There are moments amid the grey, increasingly meaningless choreography of the football press conference circuit when the truth mocks the whole charade and this was one of them. Wenger was boasting about his team having gone through their group undefeated and outside in the tunnel Carl Jenkinson, the full back, was agreeing that Tottenham would have given anything to be in the place where Arsenal found themselves. “Exactly. Getting to the last 16 is not the easiest thing in the world to do anyway.”
Yet Arsenal had just played like stink, revealing in the process that there is no reason on God’s earth to believe that the team will mark Wenger’s 20th year by venturing deep into the competition knock-out stages. Nothing seems to have changed.
Mesut Ozil: invisible; Olivier Giroud: isolated; Jenkinson; incapable of attaining the level required of a world class, Champions League winning full-back. (Twice, Alexis Sanchez pointed out to the Englishman a position he had failed to take up.) The other Premier League side with big ambitions in the competition had not sparkled either, though Manchester City are operating under a new manager, who is trying to locate a new system for the continent. For Wenger, this has been a Champions League work in progress for 20 years and still looks no closer to winning the thing.
In the Old Trafford press conference room on Saturday afternoon, Wenger told us that his players had been anodyne because of a “mental block” that stadium holds. In the Emirates press conference room, he told us that his players had allowed Paris Saint-Germain to “play too comfortably” in a first half they dominated. “We dropped off. We didn't maintain the pressure.”
It was the way he said this - calmly, phlegmatically and seemingly impassive to whatever the French champions happened to bring into the game - that was significantly. It is fair to say that Guardiola would have been on the touchline, eviscerating his team if they had allowed opponents to “play too comfortably.” From the very outset, when Wenger was pictured shaking the French players’ hands in the tunnel, there was a lack of something visceral.
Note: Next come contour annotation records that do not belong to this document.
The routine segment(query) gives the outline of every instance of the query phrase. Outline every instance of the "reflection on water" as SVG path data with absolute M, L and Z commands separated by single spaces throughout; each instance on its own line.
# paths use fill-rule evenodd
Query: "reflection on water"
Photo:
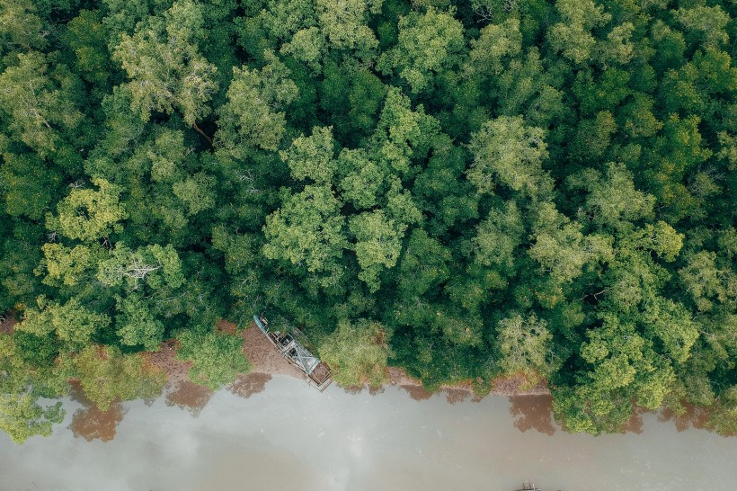
M 83 437 L 87 442 L 102 440 L 110 442 L 115 437 L 118 424 L 123 420 L 125 410 L 120 402 L 114 402 L 107 411 L 102 411 L 84 396 L 78 381 L 70 382 L 71 397 L 82 404 L 83 407 L 75 411 L 69 429 L 75 437 Z
M 399 387 L 406 390 L 410 397 L 416 401 L 423 401 L 432 396 L 432 392 L 425 390 L 425 388 L 421 385 L 401 385 Z
M 641 435 L 593 437 L 558 431 L 549 397 L 447 399 L 418 402 L 396 387 L 320 393 L 274 376 L 247 398 L 212 395 L 197 418 L 166 397 L 126 401 L 104 444 L 60 427 L 22 446 L 0 433 L 0 488 L 509 491 L 529 480 L 547 490 L 697 491 L 737 481 L 737 439 L 677 431 L 652 413 L 641 415 Z M 78 404 L 65 401 L 65 424 Z
M 115 437 L 115 429 L 123 421 L 124 414 L 120 403 L 111 405 L 107 411 L 101 411 L 96 406 L 77 409 L 69 429 L 75 436 L 81 436 L 87 442 L 95 439 L 110 442 Z
M 463 402 L 471 396 L 471 392 L 465 388 L 443 388 L 442 392 L 449 404 Z
M 622 425 L 620 433 L 640 434 L 643 433 L 644 422 L 643 421 L 643 415 L 652 414 L 644 407 L 635 406 L 635 410 L 632 412 L 632 416 Z
M 248 398 L 253 394 L 262 392 L 266 383 L 271 379 L 268 373 L 247 373 L 239 376 L 228 388 L 228 390 L 242 397 Z
M 553 425 L 553 396 L 514 396 L 509 400 L 515 428 L 523 433 L 528 430 L 537 430 L 547 435 L 555 433 Z
M 182 407 L 197 417 L 213 394 L 207 387 L 182 380 L 173 390 L 166 393 L 166 406 Z
M 685 432 L 688 428 L 697 430 L 706 429 L 706 423 L 709 421 L 709 412 L 703 407 L 695 407 L 693 405 L 685 403 L 683 406 L 686 412 L 677 416 L 670 408 L 663 408 L 658 415 L 658 421 L 672 421 L 676 424 L 676 429 Z

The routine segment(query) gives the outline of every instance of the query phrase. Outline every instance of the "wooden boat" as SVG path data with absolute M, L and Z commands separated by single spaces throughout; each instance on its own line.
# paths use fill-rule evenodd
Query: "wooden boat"
M 253 316 L 253 322 L 281 355 L 305 374 L 310 385 L 323 392 L 333 382 L 330 367 L 303 346 L 294 334 L 269 329 L 269 322 L 262 317 Z

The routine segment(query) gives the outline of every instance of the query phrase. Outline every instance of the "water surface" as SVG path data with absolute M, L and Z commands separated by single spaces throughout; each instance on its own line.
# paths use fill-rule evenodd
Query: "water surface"
M 283 376 L 246 379 L 238 388 L 239 394 L 212 395 L 184 388 L 150 406 L 125 402 L 94 415 L 99 427 L 80 419 L 89 408 L 65 401 L 67 420 L 51 437 L 18 446 L 0 433 L 0 489 L 507 491 L 522 480 L 545 491 L 737 486 L 737 438 L 653 414 L 635 422 L 639 433 L 593 437 L 562 432 L 546 397 L 413 398 L 394 387 L 370 395 L 334 385 L 321 394 Z

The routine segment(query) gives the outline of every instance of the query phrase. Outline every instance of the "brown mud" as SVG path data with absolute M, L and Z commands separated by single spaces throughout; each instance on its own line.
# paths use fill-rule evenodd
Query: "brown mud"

He also said of his side that “it was difficult for us to find the right positioning on the pitch from the start.” Is it not the manager’s job to decide where those positions should be? In the new midfield combination of Aaron Ramsey and Francis Coquelin, there was little sense of balance. Ramsey’s performance against PSG divided opinion. There was certainly a strong tackling dimension to his game in the early stages, but the French side’s playmaker Marco Verratti was immeasurably better.
“We played against a good team, of top technical quality,” Wenger insisted. PSG are currently third in France’s Ligue 1. No-one can claim that the side who will edge out Arsenal as groups stage winners once again are going to be striking fear into the continental elite come the semi-finals.
There was at least the satisfaction of Tottenham’s elimination for Arsenal. A London Evening Standard headline in which Toby Alderweireld declared: “We can win the Champions League” was circulating on Wednesday. Though Spurs’ own performance in Monaco was further evidence of tactical flabbiness – allowing the opposition full backs free reign to cause havoc – it can at least be said that Mauricio Pochettino is in unchartered waters.
“We have held our own and are joint top at the end of the day,” reflected Jenkinson. “The only thing that is holding us back is the… rule, which [means] our goal difference counts for nothing. The way the competition goes, you can get drawn against anyone, you never know.” From top to bottom, it was a night of delusions for Arsenal.